There are sights such as meet the eye which etch lines on the mind so deep that our memory stays dominated by them until we move to the Great Beyond. The lapse of eighteen years has hardly served to weaken the effect. The dead woman lay on her back, seeming to spring from the roots of a great pedunculate oak. Her naked body gave the appearance of being hewn from the finest alabaster, the hands stretched half away from her body as though ready to fly. The clothing was nowhere to be seen. Frighteningly, the bifurcation gave her the appearance of the human-shaped root of the Chinese fleece-flower so familiar in the East.

Three men with flintlock rifles stood at the edge of the clearing, ill-at-ease, their horses tethered nearby.
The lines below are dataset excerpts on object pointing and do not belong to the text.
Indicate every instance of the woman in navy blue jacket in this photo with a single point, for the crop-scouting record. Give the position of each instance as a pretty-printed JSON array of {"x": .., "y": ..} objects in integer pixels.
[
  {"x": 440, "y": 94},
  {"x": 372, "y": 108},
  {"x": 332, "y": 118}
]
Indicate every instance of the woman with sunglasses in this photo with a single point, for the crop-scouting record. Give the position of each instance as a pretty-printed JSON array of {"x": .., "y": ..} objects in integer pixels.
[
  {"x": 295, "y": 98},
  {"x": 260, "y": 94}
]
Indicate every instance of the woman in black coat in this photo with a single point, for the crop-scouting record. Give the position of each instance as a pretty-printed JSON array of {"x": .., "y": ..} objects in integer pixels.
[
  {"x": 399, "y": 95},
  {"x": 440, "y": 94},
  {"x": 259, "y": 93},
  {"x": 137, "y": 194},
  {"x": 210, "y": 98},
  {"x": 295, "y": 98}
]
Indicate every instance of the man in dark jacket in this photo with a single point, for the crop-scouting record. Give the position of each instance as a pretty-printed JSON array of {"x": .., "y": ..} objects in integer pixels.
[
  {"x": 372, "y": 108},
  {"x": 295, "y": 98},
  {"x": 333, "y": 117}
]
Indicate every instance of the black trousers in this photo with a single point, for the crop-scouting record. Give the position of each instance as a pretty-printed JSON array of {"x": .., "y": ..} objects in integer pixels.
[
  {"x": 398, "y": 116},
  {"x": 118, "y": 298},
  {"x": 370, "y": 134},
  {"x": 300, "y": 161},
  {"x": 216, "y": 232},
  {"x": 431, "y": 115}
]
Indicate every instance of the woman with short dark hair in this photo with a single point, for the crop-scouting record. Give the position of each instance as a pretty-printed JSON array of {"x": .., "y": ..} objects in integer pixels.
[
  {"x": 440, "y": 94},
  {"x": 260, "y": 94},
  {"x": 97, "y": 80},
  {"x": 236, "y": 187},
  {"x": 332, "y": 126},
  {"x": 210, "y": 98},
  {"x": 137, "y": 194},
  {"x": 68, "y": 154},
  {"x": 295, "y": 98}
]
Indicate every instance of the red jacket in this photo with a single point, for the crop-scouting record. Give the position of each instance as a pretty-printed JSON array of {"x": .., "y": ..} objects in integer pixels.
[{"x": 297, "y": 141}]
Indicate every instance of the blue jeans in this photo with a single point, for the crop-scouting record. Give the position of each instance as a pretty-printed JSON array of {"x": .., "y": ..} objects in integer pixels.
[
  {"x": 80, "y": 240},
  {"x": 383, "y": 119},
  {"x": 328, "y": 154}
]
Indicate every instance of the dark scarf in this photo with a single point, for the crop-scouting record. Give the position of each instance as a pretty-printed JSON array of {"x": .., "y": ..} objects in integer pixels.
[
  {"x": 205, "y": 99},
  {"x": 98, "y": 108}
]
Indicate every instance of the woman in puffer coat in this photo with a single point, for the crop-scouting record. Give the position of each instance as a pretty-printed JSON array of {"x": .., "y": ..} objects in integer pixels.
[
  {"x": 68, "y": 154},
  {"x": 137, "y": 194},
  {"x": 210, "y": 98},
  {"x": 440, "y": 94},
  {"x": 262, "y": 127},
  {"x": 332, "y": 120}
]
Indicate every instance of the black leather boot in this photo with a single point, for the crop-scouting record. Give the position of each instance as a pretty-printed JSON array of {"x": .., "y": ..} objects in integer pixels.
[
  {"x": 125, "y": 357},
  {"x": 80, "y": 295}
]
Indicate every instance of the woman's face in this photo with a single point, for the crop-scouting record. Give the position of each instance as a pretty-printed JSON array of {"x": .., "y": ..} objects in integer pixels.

The housekeeper offered them an explanation for our presence and translated their response. The older of the three called across, ‘Tell the doctor to hurry with his business, then we can stake her through the heart and hip.’ Another nodded in agreement, adding, ‘Approach the undead with care - she may return to life at any second.’

My comrade acknowledged their concern with a wave of a hand. He set about inspecting the ground around the corpse. ‘She put up a struggle,’ he said quietly, pointing to the disturbances around the body. Her missing footwear had repeatedly dug and twisted into the soil in a desperate effort to throw off a heavy weight. Deeper, sharper furrows interspersed her heel marks.

After a few minutes Holmes beckoned me to examine her. I kneeled by the corpse and stared at her face. The features were contorted. A thick layer of cosmetic had run between her eyebrows and her eyes, staining the sclera yellow. A small mirror held to her mouth and nostrils showed no sign of breath. I lifted her chin to examine her throat.